Es tarde. Ana casi corre por el pasillo que la lleva a la clase donde ayuda al titular Gómez.

Pablo va a buscar un café a la máquina del pasillo.

Y es inevitable el encuentro. Los dos se quedan inmóviles por un instante. Después avanzan hasta encontrarse tras cinco pasos. Ninguno habla, pero las miradas lo dicen todo. Ana se decide, busca donde garabatear “20:40 en la puerta de Funes”; le da el papelito a Pablo y sigue su camino al aula. Mejor dicho, no sigue, sólo intenta seguir caminando, pero él la toma de un brazo y después de decirle al oído “No te escapes otra vez”, la besa con pasión.

Ana ni escucha las risitas de unos compañeros de Pablo que los miran, divertidos. Tampoco piensa en Gómez, ni en que no llegará a tiempo, ni nunca, al aula 52.

Biotipo

María terminó de trabajar en la tercera casa de los días jueves. Estaba agotada. Ya no era muy joven y a esta altura de la semana el cansancio se hacía sentir. Quería irse cuanto antes, pero la patrona le pidió que esperara. Quiero darte unas ropas, le dijo. Para vos y tus chicos. Bueno, señora.

María esperó pacientemente, aunque sabía que perdería el colectivo de las y veinte. ¡Qué ganas de sentarme y dormir durante el largo viaje hasta el barrio!, pensaba. La dueña de casa estaba diciendo algo que María no escuchó, mientras guardaba prendas en un pequeño bolso. Tomá. Hasta el jueves. Gracias, señora.

María tenía que caminar tres cuadras hasta la parada, pero antes de llegar a la avenida vio a un grupo de cuatro uniformados. Tuvo un mal presentimiento.

-Documento.

-No sé si lo tengo, señor.

-Siempre hay que salir con documentos.

-Es que me da miedo perderlo, señor.

-¿De dónde venís?

-De trabajar acá nomás, en el departamento de la familia Pérez.

-Sí, claro. Conocemos a todos los Pérez, dijo uno, mientras los demás se reían.

-¿Voy a buscar a la señora?

-Mejor calladita la boca.

-¿Cómo?

-Vamos a hacer un informe.

-¿Por qué, señor?

-Esto puede ser robado.

-Pero no. Me lo dio mi patrona, señor.

-Vas a tener que demostrarlo.

-Pregúntele a ella, a mi patrona, señor.

-Yo digo que la llevemos a la cuarta-, intervino otro.

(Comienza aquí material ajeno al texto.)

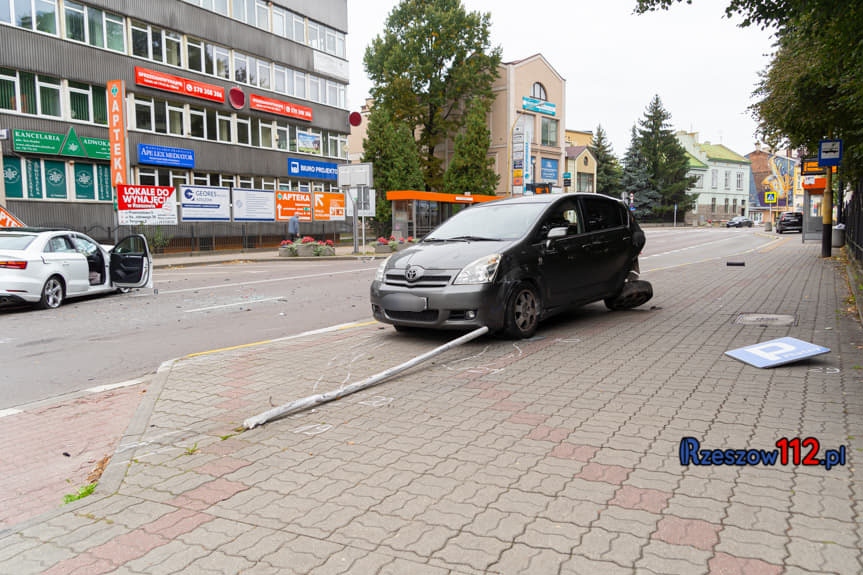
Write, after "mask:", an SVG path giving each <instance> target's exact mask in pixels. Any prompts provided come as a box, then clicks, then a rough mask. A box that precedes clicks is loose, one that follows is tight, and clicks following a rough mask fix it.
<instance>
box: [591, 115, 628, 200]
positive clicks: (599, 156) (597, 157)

La tuvieron demorada en la comisaría. Primero acosada por un gordo que tipeaba con dos dedos en una destartalada máquina; luego olvidada en un cuartucho. Pasaron varias horas hasta que se dignaron a llamar a la señora Pérez. Finalmente todo se aclaró, pero María tuvo que pagar el precio de ser mujer, pobre, y de piel marrón.

Biografía de la autora

María Crisvi nació en Buenos Aires, pero hace tanto tiempo que vive en nuestra ciudad que se siente, y quiere ser considerada, marplatense. Trabajó, en muchos casos ad honorem, como correctora en inglés y español.

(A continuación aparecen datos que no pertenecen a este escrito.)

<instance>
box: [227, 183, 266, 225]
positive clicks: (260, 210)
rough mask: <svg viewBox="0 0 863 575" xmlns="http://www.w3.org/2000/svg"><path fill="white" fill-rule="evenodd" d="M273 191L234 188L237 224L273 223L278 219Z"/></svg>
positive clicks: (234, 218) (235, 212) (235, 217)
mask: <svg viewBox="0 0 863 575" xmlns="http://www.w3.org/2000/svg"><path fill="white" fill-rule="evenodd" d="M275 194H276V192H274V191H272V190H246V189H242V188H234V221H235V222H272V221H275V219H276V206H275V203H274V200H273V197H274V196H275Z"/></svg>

Es profesora de inglés por la Unmdp, y allí también hizo el posgrado de “Especialidad en Docencia Universitaria”.

Dio clases de inglés en distintos establecimientos, públicos y privados, en los diferentes niveles idiomáticos y para diferentes edades.

La incursión en la escritura de ficción en castellano fue a partir de la asistencia a diversos talleres literarios de Mar del Plata. Publicó algunos textos en revistas y encaró emprendimientos colectivos (los llamados “libros de autor”), junto a sus compañeros de taller. Su género preferido es el cuento corto, de efecto, y también escribe microrrelatos. No desdeña el ensayo; y hasta se atreve a la poesía. Ya retirada de la docencia, está enfocada en la creación de su primera novela.